Antrag: Deckelung des ÖPNV-Defizits
Die UWG-Fraktion im Kreistag des Märkischen Kreises setzt sich im Rahmen der laufenden Haushaltsberatungen für eine klare und realistische Begrenzung der finanziellen Aufwendungen im Bereich des öffentlichen Personennahverkehrs (ÖPNV) ein. Ziel unseres Antrags ist es, die Städte und Gemeinden im Märkischen Kreis durch eine Entlastung bei der Kreisumlage spürbar zu unterstützen.

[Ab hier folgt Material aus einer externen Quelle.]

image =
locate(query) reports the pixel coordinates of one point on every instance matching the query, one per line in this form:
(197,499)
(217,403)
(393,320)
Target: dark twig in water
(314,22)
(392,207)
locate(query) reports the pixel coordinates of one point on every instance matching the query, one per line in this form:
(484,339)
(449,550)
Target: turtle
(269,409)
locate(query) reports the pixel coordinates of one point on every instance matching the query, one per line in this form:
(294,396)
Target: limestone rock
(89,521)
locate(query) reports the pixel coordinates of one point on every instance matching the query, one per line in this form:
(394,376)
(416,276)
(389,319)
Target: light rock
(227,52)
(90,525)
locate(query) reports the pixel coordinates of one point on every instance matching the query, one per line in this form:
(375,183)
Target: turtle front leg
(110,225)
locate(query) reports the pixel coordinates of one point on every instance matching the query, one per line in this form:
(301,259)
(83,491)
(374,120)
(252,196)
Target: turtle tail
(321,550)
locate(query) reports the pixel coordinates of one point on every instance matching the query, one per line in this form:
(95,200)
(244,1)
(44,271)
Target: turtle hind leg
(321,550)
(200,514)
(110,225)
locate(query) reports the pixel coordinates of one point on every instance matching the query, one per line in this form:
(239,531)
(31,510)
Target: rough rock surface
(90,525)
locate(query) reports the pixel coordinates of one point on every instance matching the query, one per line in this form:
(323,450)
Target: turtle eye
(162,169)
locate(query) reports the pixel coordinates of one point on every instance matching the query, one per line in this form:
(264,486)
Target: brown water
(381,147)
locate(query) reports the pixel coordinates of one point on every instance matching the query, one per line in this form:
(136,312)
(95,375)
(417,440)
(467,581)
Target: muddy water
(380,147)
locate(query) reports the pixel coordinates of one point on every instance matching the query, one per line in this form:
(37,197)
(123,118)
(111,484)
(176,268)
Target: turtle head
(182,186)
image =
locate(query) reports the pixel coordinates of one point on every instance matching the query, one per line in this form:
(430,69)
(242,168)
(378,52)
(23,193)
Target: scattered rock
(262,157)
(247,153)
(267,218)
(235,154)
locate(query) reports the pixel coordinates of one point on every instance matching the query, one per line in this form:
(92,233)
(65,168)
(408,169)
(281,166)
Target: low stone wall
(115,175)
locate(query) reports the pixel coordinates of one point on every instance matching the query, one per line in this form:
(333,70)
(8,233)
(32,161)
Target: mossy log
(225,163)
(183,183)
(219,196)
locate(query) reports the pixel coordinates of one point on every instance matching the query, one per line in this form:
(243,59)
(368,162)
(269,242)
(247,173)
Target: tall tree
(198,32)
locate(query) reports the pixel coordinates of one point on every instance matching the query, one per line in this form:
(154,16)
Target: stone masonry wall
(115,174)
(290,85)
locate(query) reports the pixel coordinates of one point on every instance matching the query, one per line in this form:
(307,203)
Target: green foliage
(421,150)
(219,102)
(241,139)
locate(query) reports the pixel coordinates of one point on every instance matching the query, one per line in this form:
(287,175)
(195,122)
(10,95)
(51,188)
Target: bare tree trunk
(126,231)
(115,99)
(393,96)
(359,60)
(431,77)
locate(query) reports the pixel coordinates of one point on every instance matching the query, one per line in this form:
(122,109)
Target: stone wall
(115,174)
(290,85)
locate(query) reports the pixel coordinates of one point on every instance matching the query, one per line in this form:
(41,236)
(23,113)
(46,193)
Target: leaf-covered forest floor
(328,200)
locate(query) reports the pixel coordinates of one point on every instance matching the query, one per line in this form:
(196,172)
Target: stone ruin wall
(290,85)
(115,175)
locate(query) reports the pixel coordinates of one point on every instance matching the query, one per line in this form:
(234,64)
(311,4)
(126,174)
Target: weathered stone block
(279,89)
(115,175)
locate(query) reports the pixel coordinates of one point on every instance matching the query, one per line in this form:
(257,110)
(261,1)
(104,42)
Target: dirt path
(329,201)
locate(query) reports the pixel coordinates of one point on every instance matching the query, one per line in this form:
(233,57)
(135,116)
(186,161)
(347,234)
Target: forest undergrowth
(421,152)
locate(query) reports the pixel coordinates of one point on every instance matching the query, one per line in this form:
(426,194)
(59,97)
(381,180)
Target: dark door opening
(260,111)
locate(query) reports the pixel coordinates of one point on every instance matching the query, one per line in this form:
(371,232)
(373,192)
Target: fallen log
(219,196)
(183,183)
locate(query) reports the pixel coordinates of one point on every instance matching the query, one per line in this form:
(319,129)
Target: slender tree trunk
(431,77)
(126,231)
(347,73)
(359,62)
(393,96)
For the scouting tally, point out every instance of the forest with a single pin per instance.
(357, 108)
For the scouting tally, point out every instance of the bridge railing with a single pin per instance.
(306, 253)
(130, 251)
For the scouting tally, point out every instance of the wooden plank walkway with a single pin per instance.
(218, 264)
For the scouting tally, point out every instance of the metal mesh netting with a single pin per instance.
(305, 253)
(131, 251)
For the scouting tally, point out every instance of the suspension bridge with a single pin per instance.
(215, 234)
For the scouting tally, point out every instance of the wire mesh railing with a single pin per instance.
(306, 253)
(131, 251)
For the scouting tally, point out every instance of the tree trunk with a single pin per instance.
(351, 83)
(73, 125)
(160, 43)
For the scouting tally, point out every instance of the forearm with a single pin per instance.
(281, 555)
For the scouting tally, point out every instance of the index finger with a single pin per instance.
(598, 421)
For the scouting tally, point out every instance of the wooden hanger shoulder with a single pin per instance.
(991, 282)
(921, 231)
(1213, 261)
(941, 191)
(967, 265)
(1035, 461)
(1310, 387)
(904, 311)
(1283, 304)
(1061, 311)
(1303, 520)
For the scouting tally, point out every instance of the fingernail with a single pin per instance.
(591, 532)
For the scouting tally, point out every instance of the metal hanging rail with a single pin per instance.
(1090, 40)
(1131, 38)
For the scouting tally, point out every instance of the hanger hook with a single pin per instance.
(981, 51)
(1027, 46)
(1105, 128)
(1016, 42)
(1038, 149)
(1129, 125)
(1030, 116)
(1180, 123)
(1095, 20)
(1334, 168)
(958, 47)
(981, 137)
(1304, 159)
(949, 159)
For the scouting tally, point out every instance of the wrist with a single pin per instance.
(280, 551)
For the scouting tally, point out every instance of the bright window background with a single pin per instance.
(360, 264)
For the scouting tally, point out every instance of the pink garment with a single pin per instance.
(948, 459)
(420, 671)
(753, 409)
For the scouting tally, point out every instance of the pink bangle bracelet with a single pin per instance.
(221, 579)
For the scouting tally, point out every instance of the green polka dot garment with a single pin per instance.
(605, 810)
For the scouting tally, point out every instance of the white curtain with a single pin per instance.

Konkrete Deckelung bis 2029 vorgesehen
Wir schlagen vor, die Aufwendungen zur Aufrechterhaltung des ÖPNV im Haushaltsjahr 2026 auf maximal 37 Millionen Euro zu begrenzen. Für die Folgejahre sind folgende Obergrenzen vorgesehen:
- 2027: 39 Millionen Euro
- 2028: 40 Millionen Euro
- 2029: 41 Millionen Euro
Für die darauffolgenden Jahre fordern wir eine Stagnation der Ausgaben und mittelfristig eine Reduzierung. Nach unseren Berechnungen würden im Vergleich zu den aktuellen Planzahlen der Kreisverwaltung bereits 2026 und 2027 Einsparungen von knapp 1,6 Millionen Euro erzielt. In den Folgejahren könnten die Einsparungen auf rund 4 Millionen Euro beziehungsweise etwa 7 Millionen Euro anwachsen.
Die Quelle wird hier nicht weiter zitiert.